If Wednesday's meetings are any indication, Kagan will face two kinds of questions. Republicans are pressing Kagan, currently the U.S. solicitor general, on themes they have laid out since her nomination, particularly suggesting she might be too liberal of a judge (a "judicial activist" in their terms) and questioning her lack of experience as an appellate judge.
Democrats, while nearly all likely to back her when the hearings are over, are politely jabbing Kagan for her 1995 article casting the confirmation process as a "vapid and hollow charade, in which repetition of platitudes has replaced discussion of viewpoints and personal anecdotes have supplanted legal analysis."

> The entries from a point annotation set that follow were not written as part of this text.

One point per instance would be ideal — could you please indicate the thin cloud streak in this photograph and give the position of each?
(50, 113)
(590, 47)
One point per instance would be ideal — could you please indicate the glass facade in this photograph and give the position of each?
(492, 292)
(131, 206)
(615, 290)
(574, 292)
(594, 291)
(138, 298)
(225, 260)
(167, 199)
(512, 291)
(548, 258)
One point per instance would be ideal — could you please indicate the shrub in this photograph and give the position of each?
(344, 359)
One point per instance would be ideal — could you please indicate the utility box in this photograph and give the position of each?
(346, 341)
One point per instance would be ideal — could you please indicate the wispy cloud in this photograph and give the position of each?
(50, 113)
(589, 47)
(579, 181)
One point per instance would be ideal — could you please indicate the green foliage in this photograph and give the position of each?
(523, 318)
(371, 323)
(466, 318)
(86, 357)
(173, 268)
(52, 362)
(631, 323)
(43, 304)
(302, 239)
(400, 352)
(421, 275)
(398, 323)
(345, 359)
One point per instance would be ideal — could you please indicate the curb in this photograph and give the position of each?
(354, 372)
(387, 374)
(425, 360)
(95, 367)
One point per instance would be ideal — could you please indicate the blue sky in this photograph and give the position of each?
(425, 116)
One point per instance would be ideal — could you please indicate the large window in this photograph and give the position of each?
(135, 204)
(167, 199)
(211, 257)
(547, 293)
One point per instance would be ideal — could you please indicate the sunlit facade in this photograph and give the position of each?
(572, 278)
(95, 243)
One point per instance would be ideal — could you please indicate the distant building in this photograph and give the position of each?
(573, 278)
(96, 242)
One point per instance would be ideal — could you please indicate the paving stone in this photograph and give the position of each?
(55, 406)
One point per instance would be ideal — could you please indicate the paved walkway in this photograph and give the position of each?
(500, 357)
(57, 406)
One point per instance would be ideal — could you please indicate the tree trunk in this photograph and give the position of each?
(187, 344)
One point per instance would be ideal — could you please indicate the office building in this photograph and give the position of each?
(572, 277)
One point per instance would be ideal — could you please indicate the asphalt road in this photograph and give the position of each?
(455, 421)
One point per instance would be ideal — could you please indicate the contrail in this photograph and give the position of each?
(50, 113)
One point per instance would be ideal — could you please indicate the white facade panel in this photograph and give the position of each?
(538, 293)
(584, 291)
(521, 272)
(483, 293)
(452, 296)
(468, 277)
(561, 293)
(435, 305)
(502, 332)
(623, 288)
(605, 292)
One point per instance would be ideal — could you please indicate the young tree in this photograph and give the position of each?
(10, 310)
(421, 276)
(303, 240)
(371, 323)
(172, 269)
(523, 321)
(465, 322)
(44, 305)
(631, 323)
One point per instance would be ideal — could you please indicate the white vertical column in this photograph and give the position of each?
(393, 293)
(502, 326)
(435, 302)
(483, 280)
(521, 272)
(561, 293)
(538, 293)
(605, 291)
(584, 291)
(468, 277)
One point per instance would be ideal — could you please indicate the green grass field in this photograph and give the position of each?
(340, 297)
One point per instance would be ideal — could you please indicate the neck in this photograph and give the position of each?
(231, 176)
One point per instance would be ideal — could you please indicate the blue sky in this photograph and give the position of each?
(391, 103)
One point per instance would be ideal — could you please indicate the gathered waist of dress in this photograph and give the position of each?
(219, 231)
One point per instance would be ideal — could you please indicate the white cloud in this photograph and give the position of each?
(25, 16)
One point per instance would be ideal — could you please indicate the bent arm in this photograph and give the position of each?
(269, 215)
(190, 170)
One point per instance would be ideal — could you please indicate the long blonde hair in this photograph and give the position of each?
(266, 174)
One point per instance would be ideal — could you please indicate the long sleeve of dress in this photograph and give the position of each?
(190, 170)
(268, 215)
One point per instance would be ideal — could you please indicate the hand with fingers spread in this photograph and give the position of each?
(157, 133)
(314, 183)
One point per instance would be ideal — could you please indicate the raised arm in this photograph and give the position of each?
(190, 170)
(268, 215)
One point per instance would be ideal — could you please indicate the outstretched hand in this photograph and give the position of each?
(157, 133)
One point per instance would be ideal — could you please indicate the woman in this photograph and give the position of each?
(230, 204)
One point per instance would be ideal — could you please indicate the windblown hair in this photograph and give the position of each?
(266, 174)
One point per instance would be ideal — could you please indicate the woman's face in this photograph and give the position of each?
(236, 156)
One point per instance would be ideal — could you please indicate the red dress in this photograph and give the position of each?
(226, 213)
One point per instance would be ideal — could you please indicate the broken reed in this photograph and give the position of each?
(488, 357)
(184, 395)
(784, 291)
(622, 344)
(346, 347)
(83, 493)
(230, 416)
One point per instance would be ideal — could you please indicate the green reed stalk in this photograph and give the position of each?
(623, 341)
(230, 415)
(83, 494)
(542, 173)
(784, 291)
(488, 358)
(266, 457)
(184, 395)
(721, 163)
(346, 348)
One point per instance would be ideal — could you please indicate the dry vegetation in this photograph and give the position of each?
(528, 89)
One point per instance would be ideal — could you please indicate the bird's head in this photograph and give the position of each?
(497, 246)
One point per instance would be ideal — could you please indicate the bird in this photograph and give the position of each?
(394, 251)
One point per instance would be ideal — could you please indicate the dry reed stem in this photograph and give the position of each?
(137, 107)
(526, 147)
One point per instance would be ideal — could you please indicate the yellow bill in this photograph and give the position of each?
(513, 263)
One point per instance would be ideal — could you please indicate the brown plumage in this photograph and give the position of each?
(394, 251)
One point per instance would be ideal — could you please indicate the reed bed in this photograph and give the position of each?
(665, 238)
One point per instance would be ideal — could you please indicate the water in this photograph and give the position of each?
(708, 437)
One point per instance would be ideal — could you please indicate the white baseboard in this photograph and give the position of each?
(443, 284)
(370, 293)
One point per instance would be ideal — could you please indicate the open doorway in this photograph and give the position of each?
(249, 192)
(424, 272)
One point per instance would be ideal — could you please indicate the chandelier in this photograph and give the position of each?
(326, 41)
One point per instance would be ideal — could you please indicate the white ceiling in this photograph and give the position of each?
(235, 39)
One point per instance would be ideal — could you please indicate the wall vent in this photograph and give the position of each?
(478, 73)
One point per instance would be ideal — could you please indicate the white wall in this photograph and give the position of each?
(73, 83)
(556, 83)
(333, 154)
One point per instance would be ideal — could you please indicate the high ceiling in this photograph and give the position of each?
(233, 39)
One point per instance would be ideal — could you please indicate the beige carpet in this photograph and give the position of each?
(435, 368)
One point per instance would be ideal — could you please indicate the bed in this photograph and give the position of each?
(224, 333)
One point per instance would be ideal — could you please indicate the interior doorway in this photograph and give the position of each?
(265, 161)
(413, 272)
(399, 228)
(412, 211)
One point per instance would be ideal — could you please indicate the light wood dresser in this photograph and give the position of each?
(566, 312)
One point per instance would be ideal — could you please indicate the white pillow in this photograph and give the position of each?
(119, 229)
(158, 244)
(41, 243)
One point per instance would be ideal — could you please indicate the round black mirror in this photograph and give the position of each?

Back then, Kagan called for a more direct discussion of nominees' views on specific legal issues, an approach the recent appointees of both President George W. Bush and Obama have eschewed.
"I asked her about it, and I said, 'You know, you're going to have to live by the Kagan standard,' which you established," said Sen. Richard Durbin (D-Ill.), a member of the Judiciary Committee who met with Kagan Wednesday. "She said, 'Well, the world looks a little different from this vantage point.' "
"That particular article is one that reflects some of the frustration of sitting on this side of the table, and asking straightforward questions, and being told, 'Well, I can't give you an answer because then I'd be suggesting how I would rule from the bench,' " Durbin later said in an interview on MSNBC. "So there was a frustration reflected in that. And Elena Kagan is going to have to strike the right balance where people think she's being honest and forthcoming."
Sen. Dianne Feinstein (D-Calif.), another member of the committee, said she told Kagan: "I trust you are going to be a paragon of exactly the opposite of what you wrote about."
Kagan's response? "We both laughed," Feinstein said.